Una prova estrema, 340 km da percorrere senza mai fermarsi su e giù per le alpi, con arrivo e partenza da Courmayer. «I professionisti la concludono in 69 ore circa ma sono dei mostri, corrono senza sosta anche di notte, con la pioggia, la bufera e col rischio di cadere nei precipizi». Ma come si fa ad affrontare una gara simile? «Il segreto è non fermarsi, sono partito con questo spirito. Ho camminato senza sosta per sei giorni dormendo solo due ore a notte e affrontando il freddo intenso degli ultimi giorni con le temperature a 11 gradi sotto zero. Non c’è solo uno sforzo fisico eccezionale, bisogna essere in grado di gestire la mancanza di sonno, le vesciche e le irritazioni ai piedi e affrontare i momenti in cui hai le allucinazioni».

Per questo, sottolinea Papi Verde «il Tor non è una gara di corsa ma una sfida con te stesso. La forma fisica non conta se la mente non ti tiene in piedi. Devi avere una dialogo continuo con la tua mente.»

Ma come si fa a restare concentrati? «Lo spettacolo che ti circonda è incredibile ma devi stare attento agli strapiombi. L’imperativo è correre o camminare per raggiungere al più presto la “base vita” dove mangiare e riposarsi. Ogni 50 km ce n’è una ma a volte, soprattutto la notte, sembrano un miraggio».

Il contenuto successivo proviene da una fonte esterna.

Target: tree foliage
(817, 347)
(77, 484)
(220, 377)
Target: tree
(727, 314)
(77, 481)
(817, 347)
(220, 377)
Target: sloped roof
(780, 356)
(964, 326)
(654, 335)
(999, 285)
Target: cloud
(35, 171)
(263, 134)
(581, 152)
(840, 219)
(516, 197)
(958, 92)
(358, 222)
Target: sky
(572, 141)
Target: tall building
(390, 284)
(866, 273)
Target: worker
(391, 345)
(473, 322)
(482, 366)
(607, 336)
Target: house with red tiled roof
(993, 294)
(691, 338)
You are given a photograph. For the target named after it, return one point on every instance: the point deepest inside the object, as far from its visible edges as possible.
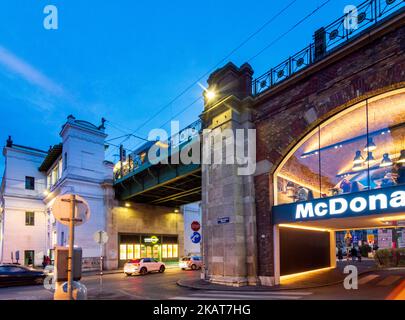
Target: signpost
(71, 210)
(101, 237)
(223, 220)
(195, 226)
(195, 237)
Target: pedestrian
(359, 254)
(353, 253)
(340, 254)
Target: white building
(34, 178)
(24, 230)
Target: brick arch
(289, 149)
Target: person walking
(353, 253)
(359, 254)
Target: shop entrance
(136, 246)
(347, 173)
(305, 246)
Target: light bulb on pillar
(386, 161)
(210, 94)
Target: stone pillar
(229, 248)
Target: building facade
(24, 229)
(33, 179)
(329, 156)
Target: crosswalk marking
(275, 292)
(243, 295)
(368, 278)
(389, 280)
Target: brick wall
(285, 114)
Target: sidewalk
(312, 280)
(117, 271)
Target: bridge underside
(162, 185)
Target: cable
(215, 66)
(289, 30)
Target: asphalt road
(376, 285)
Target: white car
(193, 263)
(143, 266)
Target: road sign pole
(71, 244)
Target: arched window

Contano più i piedi o la testa? «La testa conta tanto in queste gare, devi avere la lucidità mentale per prendere le decisioni giuste sotto stress».

È da anni che l’imprenditore cullava questo sogno ma il tempo per la preparazione era sempre poco. «Conciliare allenamenti e lavoro non è semplice ma quest’anno avevo deciso in ogni caso di partecipare, sono felicissimo di essere arrivato al traguardo».

Mai avuto un momento di paura? «Il sonno è quello che ti frega. Vedevo tanti che si addormentavano sul sentiero con le temperature sotto zero poi un giorno mi sono addormentato anche io e per un fortuna un altro concorrente mi ha svegliato altrimenti forse non sarei qui a raccontarlo. Comunque c’è un’organizzazione impeccabile, dai compagni di viaggio ai volontari che ti assistono nelle basi quando hai bisogno di sentire una voce amica».

Un’esperienza da consigliare? «Direi proprio di sì, trovi concentrate tutte le sensazioni che puoi provare nella vita: felicità, dolore, soddisfazione. Non vedo l’ora di affrontare il Tor des Geants con le mie bambine. Adesso sono ancora piccole, hanno 9 e 11 anni, ma presto andremo insieme, non vedono l’ora, loro sono state le prime a sostenermi in questa follia».